Der Ver­zicht auf münd­li­che Ver­hand­lung ist nicht frei wider­ruf­bar.

Der ver­se­hent­li­che Ver­zicht auf die münd­li­che Ver­hand­lung

Auf einen Ver­zicht des bei­getre­te­nen Bun­des­mi­nis­te­ri­ums der Finan­zen kommt es nicht an.

So ent­schied der Bun­des­fi­nanz­hof im vor­lie­gen­den Fall durch Urteil ohne münd­li­che Ver­hand­lung (§ 90 Abs. 2 i.V.m. § 121 FGO): Der Klä­ger hat auf eine münd­li­che Ver­hand­lung ver­zich­tet. Die­sen Ver­zicht hat auch das Finanz­amt erklärt.

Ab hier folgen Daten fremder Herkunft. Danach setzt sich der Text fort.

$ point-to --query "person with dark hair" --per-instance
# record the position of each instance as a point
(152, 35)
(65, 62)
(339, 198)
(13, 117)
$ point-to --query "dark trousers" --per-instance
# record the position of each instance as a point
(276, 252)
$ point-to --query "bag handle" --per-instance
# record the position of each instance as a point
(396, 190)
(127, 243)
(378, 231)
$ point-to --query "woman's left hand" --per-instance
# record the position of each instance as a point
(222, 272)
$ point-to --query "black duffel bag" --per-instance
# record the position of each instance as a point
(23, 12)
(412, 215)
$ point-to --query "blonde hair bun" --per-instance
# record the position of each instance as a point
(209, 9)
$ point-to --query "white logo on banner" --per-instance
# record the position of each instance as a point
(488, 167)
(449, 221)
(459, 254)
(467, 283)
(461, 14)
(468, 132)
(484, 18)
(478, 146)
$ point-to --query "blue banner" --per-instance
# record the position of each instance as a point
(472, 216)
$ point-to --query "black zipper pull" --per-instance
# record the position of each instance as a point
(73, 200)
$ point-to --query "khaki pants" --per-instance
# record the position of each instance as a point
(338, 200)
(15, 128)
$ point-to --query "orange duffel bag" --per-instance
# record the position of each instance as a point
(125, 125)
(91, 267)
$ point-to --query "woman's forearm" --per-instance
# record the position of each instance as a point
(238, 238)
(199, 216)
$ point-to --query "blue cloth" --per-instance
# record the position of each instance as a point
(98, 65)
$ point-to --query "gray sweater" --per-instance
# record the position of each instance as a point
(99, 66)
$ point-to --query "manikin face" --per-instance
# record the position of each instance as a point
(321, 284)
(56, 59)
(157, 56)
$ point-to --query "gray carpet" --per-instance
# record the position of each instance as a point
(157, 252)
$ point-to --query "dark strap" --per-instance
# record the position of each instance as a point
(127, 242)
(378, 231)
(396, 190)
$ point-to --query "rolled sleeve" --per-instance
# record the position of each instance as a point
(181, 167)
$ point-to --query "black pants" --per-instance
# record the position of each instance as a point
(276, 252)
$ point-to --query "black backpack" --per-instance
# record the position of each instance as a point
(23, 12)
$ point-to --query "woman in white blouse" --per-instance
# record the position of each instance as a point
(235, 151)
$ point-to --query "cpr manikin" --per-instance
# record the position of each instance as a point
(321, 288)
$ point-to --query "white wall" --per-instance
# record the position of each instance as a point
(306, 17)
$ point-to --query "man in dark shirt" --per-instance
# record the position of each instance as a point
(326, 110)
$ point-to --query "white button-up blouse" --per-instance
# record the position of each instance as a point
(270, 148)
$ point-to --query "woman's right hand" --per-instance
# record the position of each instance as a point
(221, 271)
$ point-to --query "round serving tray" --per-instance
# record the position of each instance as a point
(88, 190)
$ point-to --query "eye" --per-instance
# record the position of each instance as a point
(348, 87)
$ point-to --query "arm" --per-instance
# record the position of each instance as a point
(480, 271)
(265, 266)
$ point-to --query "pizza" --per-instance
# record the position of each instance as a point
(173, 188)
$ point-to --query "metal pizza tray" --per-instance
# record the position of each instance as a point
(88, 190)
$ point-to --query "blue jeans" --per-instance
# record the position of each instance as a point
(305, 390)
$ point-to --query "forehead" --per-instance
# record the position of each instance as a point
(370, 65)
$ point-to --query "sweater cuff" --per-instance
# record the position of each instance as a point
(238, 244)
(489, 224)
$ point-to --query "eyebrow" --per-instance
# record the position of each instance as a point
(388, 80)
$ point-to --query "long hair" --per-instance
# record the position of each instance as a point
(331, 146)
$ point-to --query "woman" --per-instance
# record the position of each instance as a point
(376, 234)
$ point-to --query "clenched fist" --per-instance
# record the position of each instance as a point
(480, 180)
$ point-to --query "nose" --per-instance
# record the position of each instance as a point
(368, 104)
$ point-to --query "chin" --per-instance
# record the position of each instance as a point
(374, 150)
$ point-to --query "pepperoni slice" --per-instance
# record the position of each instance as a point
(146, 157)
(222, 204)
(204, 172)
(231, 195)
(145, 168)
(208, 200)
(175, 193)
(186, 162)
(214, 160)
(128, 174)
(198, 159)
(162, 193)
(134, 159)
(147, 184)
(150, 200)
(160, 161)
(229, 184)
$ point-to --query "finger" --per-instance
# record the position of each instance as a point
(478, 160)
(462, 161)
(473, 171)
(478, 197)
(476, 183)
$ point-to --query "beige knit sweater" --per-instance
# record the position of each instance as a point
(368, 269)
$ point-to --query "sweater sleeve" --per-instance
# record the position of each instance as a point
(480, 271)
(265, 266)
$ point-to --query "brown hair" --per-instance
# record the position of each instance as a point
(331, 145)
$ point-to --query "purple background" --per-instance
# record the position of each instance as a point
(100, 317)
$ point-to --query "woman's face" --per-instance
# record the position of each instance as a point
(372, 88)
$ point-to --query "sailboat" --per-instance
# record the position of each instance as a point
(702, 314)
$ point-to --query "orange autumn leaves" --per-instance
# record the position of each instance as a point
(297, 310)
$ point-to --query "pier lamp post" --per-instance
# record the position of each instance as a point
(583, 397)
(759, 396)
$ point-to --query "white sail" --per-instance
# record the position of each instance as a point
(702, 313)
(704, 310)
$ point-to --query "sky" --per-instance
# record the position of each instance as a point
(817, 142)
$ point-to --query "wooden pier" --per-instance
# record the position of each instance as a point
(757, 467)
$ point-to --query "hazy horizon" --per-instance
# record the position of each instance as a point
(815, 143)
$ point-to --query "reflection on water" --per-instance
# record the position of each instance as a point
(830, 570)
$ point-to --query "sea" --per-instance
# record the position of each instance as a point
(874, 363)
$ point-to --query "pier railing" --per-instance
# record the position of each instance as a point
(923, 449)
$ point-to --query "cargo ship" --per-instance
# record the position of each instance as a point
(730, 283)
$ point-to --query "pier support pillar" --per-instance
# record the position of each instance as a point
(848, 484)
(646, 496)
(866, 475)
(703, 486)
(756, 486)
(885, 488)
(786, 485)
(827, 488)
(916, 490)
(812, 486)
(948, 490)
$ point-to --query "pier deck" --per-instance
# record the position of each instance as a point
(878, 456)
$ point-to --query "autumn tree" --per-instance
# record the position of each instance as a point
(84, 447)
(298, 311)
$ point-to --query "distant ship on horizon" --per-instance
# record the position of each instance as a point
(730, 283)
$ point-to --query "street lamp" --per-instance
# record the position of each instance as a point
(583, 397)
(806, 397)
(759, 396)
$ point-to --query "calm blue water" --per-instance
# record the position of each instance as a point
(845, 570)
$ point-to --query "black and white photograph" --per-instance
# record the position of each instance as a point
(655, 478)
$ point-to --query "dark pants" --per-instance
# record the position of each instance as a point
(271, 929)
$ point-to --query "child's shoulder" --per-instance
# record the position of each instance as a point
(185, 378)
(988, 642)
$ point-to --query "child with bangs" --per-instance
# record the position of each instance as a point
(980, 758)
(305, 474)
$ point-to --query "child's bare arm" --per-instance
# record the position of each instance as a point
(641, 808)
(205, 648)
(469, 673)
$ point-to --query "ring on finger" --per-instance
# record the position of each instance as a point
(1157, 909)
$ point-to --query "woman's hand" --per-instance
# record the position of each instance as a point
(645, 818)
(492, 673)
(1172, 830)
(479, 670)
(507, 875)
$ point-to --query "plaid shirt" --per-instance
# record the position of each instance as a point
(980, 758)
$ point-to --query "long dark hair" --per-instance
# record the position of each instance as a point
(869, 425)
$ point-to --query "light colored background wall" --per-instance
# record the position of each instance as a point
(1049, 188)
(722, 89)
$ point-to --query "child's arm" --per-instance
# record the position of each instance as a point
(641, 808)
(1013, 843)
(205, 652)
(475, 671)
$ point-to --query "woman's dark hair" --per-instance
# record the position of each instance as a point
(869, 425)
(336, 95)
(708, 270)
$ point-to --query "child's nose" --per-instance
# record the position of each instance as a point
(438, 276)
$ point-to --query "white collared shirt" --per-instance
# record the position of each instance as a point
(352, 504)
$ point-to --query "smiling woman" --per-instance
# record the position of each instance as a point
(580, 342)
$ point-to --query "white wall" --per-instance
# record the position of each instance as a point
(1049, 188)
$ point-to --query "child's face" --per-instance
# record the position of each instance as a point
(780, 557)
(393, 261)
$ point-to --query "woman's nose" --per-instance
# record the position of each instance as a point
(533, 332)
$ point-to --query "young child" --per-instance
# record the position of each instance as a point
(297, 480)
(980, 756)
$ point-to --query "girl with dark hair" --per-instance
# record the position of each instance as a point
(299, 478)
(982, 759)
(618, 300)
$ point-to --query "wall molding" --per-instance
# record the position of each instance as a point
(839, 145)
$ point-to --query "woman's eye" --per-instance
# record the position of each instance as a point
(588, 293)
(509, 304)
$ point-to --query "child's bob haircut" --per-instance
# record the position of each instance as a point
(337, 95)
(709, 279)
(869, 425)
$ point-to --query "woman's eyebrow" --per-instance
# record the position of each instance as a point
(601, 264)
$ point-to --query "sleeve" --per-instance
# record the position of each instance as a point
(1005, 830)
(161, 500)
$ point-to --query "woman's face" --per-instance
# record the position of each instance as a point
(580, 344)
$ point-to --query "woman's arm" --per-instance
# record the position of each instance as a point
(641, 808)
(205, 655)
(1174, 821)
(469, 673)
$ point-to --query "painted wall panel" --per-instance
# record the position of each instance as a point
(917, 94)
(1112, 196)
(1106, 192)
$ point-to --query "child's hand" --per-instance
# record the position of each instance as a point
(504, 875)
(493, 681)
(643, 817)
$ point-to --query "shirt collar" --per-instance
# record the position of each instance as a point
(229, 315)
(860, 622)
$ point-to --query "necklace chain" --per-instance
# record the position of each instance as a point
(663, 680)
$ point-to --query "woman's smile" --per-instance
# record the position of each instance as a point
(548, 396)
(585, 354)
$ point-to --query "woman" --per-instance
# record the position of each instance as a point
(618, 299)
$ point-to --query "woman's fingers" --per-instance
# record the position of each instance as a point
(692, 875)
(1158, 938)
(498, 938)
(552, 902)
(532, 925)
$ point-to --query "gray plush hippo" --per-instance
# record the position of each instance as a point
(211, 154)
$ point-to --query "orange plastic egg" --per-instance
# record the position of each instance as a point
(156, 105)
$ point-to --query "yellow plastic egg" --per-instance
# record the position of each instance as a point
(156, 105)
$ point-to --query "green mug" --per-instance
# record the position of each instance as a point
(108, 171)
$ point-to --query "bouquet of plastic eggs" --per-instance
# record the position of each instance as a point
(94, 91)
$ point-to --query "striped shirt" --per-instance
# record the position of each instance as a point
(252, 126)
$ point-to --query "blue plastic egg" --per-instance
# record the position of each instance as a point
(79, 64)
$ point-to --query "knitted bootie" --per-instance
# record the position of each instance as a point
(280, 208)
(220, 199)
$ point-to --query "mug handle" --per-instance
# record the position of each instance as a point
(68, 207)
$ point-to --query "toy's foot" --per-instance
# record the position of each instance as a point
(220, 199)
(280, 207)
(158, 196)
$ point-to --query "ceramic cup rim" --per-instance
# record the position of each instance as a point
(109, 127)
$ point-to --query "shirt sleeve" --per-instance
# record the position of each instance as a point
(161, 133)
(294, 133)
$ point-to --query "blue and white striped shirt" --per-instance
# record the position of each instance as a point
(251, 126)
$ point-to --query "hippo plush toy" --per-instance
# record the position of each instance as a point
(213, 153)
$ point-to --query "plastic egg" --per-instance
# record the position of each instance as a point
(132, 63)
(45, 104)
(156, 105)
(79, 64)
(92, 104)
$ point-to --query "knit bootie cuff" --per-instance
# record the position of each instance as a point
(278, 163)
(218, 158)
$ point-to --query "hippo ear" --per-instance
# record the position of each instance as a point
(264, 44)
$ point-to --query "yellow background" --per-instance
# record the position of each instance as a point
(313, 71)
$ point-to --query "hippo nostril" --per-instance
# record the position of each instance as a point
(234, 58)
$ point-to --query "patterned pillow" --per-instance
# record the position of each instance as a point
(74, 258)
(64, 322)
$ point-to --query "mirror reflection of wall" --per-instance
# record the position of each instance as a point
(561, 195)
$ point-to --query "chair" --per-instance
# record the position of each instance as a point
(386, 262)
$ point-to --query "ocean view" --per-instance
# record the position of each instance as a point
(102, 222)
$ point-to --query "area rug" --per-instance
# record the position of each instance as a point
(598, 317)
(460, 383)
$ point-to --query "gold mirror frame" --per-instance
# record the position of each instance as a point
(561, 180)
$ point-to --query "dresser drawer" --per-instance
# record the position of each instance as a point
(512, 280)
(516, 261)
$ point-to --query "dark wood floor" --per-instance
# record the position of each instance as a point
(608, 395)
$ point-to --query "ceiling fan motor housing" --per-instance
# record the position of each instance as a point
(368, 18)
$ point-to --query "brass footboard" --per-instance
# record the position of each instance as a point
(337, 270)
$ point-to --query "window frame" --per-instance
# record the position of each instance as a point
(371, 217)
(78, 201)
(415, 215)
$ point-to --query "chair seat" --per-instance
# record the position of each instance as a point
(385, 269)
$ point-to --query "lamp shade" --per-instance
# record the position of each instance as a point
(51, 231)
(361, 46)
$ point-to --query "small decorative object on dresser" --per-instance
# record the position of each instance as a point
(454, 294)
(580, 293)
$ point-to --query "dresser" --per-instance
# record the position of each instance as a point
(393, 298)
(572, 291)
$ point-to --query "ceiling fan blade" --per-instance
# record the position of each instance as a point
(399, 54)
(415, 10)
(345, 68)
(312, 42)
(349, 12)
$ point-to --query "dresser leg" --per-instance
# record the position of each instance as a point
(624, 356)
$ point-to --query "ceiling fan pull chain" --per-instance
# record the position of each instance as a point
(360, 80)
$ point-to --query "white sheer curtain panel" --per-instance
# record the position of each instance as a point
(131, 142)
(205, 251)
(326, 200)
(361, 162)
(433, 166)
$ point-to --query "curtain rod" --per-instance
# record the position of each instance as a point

Dass das Finanz­amt im Nach­gang zu sei­nem Ver­zicht die­sen wider­ru­fen hat, da der Ver­zicht "ver­se­hent­lich" erklärt wor­den sei, ist ohne Bedeu­tung, da der Ver­zicht als Pro­zess­hand­lung weder wegen Irr­tums anfecht­bar noch frei wider­ruf­bar ist1.

Zudem kön­nen auf­grund der pro­zess­ge­stal­ten­den Wir­kung wie auch im Inter­es­se einer ein­deu­ti­gen und kla­ren pro­zess­recht­li­chen Lage offen­ba­re, ins­be­son­de­re auf einem Ver­schrei­ben oder sons­ti­gem Ver­se­hen beru­hen­de Irr­tü­mer nur rich­tig­ge­stellt wer­den, wenn sie ‑wor­an es vor­lie­gend fehlt- dem Emp­fän­ger der Erklä­rung bekannt oder zumin­dest erkenn­bar waren2.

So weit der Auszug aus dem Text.